Die beiden letzten Sätze fielen in der Ausstrahlung allerdings der Schere zum Opfer.

Mehr war an diesem Abend in Sachen politischer Standortbestimmung nicht zu erfahren – zumal man für die Düsseldorfer Runde, die natürlich eine Berliner Runde war, keinen Vertreter der rheinischen Separatisten eingeladen hatte.

Der weitere Fernsehabend zog sich dahin mit Bafferstaunt-Kommentaren, Kopfschüttel-Statements von Nicht-NRWlern und Teufel-an-den-Landtag-Gemale von Noch-Nordrhein-Westfalen.

Neben der Politik gab es an diesem Abend noch die Meldung, dass der Papst das Geheimnis von Fatima gelüftet hatte.

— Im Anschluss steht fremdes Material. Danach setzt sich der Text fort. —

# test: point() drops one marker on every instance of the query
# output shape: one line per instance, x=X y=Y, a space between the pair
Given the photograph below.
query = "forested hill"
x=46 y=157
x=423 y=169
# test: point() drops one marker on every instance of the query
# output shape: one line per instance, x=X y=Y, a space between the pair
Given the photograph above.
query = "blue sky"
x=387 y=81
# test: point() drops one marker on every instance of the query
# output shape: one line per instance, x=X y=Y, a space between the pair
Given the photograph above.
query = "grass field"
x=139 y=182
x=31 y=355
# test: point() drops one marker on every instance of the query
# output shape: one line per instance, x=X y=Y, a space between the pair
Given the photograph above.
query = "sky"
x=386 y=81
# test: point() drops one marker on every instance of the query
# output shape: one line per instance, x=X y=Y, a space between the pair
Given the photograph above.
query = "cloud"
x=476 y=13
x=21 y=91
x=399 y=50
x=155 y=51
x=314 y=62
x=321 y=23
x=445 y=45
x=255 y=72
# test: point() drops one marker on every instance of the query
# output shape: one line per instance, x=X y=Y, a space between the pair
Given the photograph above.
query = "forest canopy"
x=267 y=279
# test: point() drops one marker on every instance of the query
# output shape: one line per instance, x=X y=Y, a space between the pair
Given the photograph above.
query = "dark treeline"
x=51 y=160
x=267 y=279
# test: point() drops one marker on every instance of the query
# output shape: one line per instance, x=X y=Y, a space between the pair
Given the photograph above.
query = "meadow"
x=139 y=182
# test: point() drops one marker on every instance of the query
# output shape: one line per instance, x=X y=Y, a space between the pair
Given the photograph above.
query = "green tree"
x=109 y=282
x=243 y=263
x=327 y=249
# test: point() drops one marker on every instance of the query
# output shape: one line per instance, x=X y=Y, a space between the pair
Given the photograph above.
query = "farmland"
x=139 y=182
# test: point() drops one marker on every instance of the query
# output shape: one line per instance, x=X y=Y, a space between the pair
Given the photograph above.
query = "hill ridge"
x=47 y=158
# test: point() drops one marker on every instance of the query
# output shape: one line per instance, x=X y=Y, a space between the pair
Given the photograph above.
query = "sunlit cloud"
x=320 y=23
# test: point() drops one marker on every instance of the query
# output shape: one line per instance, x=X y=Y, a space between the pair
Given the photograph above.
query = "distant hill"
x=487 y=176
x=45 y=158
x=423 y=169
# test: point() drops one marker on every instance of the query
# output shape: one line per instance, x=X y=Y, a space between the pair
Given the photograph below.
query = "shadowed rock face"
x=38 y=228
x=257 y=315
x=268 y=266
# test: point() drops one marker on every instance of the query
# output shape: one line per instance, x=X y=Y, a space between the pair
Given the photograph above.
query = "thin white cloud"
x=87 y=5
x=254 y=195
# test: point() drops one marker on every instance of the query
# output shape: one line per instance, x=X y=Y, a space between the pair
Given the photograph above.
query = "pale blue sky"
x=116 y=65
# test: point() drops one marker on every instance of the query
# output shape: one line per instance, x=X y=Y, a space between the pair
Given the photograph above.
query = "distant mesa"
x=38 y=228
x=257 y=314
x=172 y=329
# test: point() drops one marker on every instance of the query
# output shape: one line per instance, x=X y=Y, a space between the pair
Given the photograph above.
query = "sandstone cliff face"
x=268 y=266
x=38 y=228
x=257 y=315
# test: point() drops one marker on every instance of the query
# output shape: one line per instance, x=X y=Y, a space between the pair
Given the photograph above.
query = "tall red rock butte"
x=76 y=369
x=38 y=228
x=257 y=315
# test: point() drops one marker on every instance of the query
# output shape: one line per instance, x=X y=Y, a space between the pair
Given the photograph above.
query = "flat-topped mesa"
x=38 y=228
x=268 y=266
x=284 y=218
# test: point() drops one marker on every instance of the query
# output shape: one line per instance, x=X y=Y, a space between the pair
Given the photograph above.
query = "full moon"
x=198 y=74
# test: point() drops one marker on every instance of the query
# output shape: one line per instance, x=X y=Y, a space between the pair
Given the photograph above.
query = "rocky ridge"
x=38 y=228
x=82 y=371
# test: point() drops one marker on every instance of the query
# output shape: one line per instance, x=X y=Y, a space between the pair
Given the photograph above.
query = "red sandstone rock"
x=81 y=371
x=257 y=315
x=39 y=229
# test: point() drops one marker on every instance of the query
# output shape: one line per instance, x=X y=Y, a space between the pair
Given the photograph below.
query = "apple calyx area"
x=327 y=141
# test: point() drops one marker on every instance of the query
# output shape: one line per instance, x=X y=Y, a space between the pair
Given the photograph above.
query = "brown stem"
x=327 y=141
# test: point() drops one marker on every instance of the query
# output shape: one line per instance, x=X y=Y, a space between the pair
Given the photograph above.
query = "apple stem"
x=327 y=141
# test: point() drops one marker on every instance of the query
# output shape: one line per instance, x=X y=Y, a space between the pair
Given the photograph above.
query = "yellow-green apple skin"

Das Attentat auf ihn selbst sei das große, erschreckende Geheimnis gewesen.

»Mehr nicht?«, formulierte ein öffentlich-rechtlicher Nachrichtensprecher recht salopp – aber darüber konnte sich an diesem Abend kein Rundfunkrat aufregen – zumal »Bayer Leverkusen« an diesem Tag noch Deutscher Meister hätte werden können … es aber dann doch nicht wurde.

Aber das sind völlig andere Geschichten – im wahrsten Sinne des Wortes: Geschichte eben.

Als sich die ARD gründlich über die übrigen, recht unbedeutenden Ereignisse des Tages ausgemeldet hatte, ging man gegen 23.10 Uhr zur verlängerten Tagesthemen-Ordnung über und verkündete das vorerst amtliche Wahlergebnis:

Die F.R.ler hatten auf Anhieb 19,6 Prozent der Stimmen geholt und zogen mit 48 Abgeordneten in den Landtag ein. Die SPD erhielt glatte 33 Prozent bei 78 Abgeordneten, die CDU 27,2 und 64 MdLer, die Grünen 7,1 Prozent und 17 Sitze und die FDP 9,8 Prozent und 24 Sitze für das Düsseldorfer Parlament. Damals war auch noch der Fallschirmspringer mit dem harten Aufschlag dabei.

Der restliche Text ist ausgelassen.